Mehmet Elçi bey yeni bir mağaza açacağı zaman işin başına kimi getireceği konusunda istişare yapmayı sever.Kocamustafa Paşa’daki Fistan Mağazasını açacağı sırada bana ‘’buraya kimi getirelim?’’ diye sordu.Ben de Necati amcamın oğlu Şahin Gürsoy’u tavsiye ettim.Şahin, Hukuk Fakültesi’ni 2. Sınıfta terk ederek askere gitmişti.Askerden sonra Eskişehir’in Mahmudiye İlçesine bağlı Balçıkhisar Köyünde öğretmenlik yapıyordu.Onu ikna ederek öğretmenlikten istifa ettirdim.İstanbul’a gelerek FİSTAN Mağazası’nın başına geçti.Yine aynı şekilde Hulusi Gürsoy Şuhut’tan İstanbul’a gelerek önce Şahin Gürsoy’un Fistan Mağazasında,sonra bizim Kibar Mağazamızda iş öğrendi.Mehmet Elçi beyle Ümraniye’de ‘’YAŞMAK MAĞAZASI’’nı açtılar ve çok başarılı oldular.Mehmet Elçi bey böyle bir insandır.Ortaklık fikrine değer veren,insanları hep olumlu yönde yönlendiren,aldatmayan,iyi niyetli melek gibi bir kişidir.
-Ömer bey her konuğumuza sorduğumuz bir sorumuz var.SİYASET.Hele Türkiye’nin yerel seçimlere yaklaştığı şu günlerde bu soru değer kazanıyor.Bildiğimiz kadarıyla aktif olarak politika ile uğraştınız.Anlatır mısınız?

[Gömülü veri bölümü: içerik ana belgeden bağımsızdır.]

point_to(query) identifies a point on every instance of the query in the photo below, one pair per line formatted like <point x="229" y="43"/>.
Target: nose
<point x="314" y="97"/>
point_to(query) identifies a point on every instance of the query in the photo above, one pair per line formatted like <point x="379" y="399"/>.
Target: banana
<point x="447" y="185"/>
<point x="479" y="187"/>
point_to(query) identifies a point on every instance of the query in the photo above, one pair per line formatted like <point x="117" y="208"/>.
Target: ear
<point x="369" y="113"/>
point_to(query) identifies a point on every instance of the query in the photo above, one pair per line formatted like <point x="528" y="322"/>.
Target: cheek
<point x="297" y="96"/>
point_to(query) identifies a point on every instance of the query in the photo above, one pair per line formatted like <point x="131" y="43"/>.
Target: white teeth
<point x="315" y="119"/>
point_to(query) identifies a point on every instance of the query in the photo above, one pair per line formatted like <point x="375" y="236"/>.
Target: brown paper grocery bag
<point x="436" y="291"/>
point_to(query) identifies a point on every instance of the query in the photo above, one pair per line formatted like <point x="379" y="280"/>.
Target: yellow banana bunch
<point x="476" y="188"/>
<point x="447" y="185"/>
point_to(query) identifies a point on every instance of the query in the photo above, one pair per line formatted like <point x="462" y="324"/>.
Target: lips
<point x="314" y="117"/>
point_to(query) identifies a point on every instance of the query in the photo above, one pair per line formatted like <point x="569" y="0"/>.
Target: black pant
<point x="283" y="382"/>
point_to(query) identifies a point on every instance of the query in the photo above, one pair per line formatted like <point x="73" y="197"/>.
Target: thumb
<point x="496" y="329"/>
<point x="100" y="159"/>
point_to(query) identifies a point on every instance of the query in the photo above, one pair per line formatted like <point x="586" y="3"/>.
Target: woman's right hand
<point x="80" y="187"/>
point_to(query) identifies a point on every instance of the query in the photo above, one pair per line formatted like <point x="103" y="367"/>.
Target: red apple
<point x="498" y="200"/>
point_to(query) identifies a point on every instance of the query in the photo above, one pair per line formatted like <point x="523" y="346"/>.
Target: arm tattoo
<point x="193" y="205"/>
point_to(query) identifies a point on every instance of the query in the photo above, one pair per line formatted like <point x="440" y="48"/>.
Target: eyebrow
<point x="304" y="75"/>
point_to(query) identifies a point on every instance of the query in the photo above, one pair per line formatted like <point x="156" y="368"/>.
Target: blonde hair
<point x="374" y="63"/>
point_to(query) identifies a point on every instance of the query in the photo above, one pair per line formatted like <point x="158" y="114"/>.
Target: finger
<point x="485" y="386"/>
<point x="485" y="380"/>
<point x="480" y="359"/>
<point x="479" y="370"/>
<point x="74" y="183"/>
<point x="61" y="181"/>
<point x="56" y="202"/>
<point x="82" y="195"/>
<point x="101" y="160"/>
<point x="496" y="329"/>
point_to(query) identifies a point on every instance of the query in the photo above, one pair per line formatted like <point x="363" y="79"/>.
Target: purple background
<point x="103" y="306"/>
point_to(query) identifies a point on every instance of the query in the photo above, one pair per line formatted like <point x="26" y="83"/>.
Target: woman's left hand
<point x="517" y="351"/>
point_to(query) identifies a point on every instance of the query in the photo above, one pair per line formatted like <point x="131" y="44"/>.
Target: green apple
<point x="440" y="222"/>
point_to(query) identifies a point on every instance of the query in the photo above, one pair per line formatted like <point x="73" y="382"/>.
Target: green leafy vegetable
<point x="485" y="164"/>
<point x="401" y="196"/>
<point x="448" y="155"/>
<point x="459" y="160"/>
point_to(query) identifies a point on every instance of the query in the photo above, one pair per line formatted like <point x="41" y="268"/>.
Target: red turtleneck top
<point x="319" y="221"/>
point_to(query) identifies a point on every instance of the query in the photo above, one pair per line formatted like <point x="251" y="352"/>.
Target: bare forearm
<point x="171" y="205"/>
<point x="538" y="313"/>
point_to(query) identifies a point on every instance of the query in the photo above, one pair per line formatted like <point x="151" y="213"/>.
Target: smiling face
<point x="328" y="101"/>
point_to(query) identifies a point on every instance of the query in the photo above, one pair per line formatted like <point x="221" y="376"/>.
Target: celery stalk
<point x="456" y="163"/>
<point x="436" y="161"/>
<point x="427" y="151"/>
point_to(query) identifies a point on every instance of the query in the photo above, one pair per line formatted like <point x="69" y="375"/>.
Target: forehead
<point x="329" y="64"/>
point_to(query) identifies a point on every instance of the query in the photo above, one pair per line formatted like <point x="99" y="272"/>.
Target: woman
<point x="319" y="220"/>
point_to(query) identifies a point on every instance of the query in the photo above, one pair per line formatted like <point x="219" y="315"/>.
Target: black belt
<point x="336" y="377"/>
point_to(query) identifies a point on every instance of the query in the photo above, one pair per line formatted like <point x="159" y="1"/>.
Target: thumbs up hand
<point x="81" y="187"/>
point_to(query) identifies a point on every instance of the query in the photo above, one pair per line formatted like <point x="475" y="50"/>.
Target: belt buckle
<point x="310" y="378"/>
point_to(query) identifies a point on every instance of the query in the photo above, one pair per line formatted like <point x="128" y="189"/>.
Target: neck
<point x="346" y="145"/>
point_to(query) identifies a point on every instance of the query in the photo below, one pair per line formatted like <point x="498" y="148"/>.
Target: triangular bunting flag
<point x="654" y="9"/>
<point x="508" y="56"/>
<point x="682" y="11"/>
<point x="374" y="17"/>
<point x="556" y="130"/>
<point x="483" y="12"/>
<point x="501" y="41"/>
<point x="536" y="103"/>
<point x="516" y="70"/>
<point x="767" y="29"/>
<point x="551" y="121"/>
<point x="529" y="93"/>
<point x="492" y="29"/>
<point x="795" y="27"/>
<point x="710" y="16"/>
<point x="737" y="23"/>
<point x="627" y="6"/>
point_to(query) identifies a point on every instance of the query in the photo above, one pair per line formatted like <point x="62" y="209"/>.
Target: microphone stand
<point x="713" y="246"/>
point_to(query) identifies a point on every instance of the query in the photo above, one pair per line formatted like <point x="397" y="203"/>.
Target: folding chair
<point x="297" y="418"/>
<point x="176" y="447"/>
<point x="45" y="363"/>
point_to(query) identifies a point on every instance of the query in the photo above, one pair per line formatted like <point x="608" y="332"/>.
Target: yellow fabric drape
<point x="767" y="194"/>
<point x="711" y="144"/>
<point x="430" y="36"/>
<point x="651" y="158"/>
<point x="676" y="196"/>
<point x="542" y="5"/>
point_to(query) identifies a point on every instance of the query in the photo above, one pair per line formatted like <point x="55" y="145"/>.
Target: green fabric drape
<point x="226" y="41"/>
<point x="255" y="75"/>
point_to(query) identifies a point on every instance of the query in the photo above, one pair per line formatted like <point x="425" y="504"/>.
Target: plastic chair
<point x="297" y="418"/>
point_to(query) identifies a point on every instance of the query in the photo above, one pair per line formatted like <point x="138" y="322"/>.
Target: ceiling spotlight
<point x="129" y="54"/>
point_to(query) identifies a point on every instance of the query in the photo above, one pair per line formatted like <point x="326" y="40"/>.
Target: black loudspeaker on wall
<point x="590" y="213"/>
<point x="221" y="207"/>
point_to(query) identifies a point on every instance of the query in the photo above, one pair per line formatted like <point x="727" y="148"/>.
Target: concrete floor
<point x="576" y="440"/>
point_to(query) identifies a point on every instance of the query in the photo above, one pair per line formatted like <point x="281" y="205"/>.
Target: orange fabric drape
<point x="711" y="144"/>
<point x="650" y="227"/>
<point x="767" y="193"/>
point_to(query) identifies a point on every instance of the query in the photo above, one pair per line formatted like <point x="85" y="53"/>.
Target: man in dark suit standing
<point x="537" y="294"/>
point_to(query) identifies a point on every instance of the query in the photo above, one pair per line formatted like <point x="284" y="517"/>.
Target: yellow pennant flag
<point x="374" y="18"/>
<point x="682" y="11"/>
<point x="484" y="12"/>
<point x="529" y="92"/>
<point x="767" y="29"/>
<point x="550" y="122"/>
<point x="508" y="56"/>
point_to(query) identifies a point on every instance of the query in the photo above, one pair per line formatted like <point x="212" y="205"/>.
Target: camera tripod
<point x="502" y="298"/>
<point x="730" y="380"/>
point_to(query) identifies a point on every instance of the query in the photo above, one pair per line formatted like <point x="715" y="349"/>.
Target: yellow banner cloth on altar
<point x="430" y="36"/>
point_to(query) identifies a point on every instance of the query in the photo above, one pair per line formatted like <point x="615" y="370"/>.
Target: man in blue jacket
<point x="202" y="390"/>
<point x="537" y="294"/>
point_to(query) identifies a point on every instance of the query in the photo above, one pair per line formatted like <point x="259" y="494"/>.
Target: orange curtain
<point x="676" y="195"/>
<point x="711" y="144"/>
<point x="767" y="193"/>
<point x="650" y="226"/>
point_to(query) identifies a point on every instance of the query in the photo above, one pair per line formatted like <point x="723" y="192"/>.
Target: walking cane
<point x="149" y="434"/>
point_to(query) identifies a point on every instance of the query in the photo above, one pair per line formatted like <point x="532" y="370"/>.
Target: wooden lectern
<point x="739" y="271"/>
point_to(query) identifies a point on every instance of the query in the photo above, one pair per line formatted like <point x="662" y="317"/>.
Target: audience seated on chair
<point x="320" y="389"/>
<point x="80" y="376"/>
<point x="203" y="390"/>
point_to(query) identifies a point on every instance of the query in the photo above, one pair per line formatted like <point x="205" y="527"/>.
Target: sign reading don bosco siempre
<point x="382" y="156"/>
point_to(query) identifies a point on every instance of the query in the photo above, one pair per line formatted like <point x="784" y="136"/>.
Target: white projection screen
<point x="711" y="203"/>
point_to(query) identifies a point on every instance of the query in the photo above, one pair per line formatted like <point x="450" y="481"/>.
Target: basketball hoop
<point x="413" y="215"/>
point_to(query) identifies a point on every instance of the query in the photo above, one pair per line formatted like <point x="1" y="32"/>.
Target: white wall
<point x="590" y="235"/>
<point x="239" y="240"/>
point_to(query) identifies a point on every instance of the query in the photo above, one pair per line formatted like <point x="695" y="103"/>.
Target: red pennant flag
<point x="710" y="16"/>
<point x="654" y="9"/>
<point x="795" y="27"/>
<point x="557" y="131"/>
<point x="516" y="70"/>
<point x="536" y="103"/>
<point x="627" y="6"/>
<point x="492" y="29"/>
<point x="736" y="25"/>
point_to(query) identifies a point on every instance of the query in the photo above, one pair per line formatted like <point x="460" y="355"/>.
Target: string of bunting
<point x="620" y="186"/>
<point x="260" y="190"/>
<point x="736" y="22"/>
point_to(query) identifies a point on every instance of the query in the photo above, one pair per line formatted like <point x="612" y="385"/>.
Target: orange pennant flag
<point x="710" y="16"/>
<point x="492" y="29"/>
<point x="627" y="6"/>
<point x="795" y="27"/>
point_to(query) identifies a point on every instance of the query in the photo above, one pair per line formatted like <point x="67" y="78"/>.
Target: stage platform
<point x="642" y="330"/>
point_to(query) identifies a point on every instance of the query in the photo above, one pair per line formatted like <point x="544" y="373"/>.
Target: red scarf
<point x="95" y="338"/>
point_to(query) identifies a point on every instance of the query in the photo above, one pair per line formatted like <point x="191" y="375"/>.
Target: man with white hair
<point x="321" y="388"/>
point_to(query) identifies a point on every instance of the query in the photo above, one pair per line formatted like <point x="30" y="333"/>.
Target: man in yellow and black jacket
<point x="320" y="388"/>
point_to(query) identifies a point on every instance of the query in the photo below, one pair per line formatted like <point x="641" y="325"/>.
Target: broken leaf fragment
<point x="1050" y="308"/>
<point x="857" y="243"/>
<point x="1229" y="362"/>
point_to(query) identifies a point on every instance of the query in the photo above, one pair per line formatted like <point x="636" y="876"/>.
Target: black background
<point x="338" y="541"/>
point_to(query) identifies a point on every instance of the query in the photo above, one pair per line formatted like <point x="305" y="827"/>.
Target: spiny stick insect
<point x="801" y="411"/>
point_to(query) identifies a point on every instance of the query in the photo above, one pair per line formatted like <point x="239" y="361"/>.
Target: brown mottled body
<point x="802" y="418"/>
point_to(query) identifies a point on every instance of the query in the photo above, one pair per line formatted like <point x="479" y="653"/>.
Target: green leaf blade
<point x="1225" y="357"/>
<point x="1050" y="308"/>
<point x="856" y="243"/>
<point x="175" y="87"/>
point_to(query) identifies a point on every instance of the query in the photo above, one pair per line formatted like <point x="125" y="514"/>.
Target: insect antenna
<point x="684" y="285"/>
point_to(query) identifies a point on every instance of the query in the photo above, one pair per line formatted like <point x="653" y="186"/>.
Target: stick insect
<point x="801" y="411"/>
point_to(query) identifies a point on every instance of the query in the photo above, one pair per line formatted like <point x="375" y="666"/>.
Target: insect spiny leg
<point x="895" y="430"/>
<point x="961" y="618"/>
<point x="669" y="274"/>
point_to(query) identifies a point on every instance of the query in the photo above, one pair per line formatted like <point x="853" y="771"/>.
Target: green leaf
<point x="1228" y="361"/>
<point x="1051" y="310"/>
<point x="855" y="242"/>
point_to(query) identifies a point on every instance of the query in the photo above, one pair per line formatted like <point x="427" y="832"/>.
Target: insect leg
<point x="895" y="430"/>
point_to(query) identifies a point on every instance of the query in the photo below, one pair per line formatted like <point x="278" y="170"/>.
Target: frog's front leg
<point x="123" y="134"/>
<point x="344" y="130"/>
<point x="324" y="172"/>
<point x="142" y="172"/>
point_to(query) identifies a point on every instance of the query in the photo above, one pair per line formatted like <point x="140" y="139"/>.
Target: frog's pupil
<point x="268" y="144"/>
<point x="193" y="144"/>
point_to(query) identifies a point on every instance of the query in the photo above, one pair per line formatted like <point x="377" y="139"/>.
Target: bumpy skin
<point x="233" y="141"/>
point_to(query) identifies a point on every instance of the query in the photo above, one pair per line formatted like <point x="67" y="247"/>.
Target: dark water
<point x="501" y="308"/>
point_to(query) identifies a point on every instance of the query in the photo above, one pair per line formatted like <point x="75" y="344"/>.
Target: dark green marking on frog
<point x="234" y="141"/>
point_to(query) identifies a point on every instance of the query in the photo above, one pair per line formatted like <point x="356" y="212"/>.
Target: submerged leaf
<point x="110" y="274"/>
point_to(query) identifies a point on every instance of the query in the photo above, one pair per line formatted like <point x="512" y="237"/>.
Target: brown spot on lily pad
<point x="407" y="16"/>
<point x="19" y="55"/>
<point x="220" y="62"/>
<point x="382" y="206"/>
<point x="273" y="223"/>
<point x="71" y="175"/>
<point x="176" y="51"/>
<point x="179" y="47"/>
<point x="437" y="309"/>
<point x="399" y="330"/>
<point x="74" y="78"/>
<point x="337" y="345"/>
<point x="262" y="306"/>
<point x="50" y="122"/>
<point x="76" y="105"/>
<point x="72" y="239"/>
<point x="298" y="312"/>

-Bizim gençlik dönemlerimizde ülkemiz çok partili hayata geçiş yapmıştı.Eskiden tek parti olduğundan siyasi tansiyon hep normal seyrederken, 1950’den sonra çok çekişmeli bir ortama geçildi.Ben o yıllarda CHP saflarında yerimi aldım.1960’lı yıllarda CHP Şuhut teşkilatında ilçe sekreterliği yaptım.Bir dönem Şuhut Belediyesi’nde meclis azalığı görevinde bulundum.1. aza idim.Belediye Başkanı olmayı hiç düşünmedim.Ali Köksal uzun yıllar CHP ilçe başkanlığını yürüttü.Remzi Aras’ı bir seçimde aday yaptık.Kazanacağımıza inanıyorduk.Her şey bizim lehimize işlerken, seçim konuşmaları sırasında çok sert,hakarete varan tartışmalar yaşandı ve rahmetli Remzi Aras seçimi kaybetti.Siyaseti memleket menfaati için yapmak gerekir.
-Ömer bey, rahmetli gazeteci Hacı Veli Gürsoy sizin akrabanız.Bizlerin basın sektörüne girişinde ve yetişmemizde emeği çoktur.Hacı Veli ağabey ile ilgili neler söylersiniz?
-Rahmetli Hacı Veli Gürsoy benim amca oğlumdur.Benden yedi yaş küçüktür.Genç yaşta kaybettik.Ortaokul lise çağlarında gazeteciliğe merak saldı.Büyük gazetelerin ve ajansların Şuhut muhabirliğini yaptı.Bir yandan ticaretle uğraştı,diğer yandan arazi işleriyle meşgul oldu.Hacı Veli Gürsoy’un renkli bir gazeteciliği vardı.Kimsenin görmediği ayrıntıyı yakalar,bazen düşündürür,bazen de güldürürdü.İstanbul’a gelmesi yönünde telkinler yapılsa da Şuhut’u terk etmeyi hiç düşünmedi.Şuhut’a geldiğimiz zaman onun dükkanına giderdik.Bizim sabit adresimiz onun dükkanı idi.Şuhut’ta onun gibi gazetecilik yapan arkadaşlarımız vardı.Mehmet Tokman’la Remzi Aras ‘’COP’’ diye bir gazete çıkarmışlardı.Arkadaşım Kerim Eroğlu ‘’ŞUHUT’UN SESİ’’ adıyla bir gazete çıkarmıştı.Hepsine Allah’tan rahmet diliyorum.
-Ömer bey son olarak sizden ricamız şu; birkaç cümleyle ‘’Şuhut’u ve Şuhutluyu’’ anlatır mısınız?
-Şuhut bizim memleketimiz.Her insan gibi memleketimizi severiz.Orada gözümüzü açtık,çocukluğumuz,gençliğimiz Şuhut’ta geçti.50 yıldır İstanbul’da yaşasak da kalbimiz Şuhut’ta.Her sene,bayram olsun değişik vesilelerle Şuhut’a gider geliriz.Şuhut insanı çalışkan,gayretli,iyi niyetlidir.Esnafımız da aynı şekilde düzgün ve çalışkandır.Tek hatası, kendi kabuğuna çekilmesidir.Yukarıda anlattım,Hacı Adil Orhan ve Mehmet Elçi, Şuhut esnafına örnek olmalıdır.
-Ömer bey sohbetimiz çok güzel oldu.Bizlere zaman ayırdığınız için çok teşekkür ederiz.Allah size sağlıklı,huzurlu ve mutlu bir hayat nasip etsin.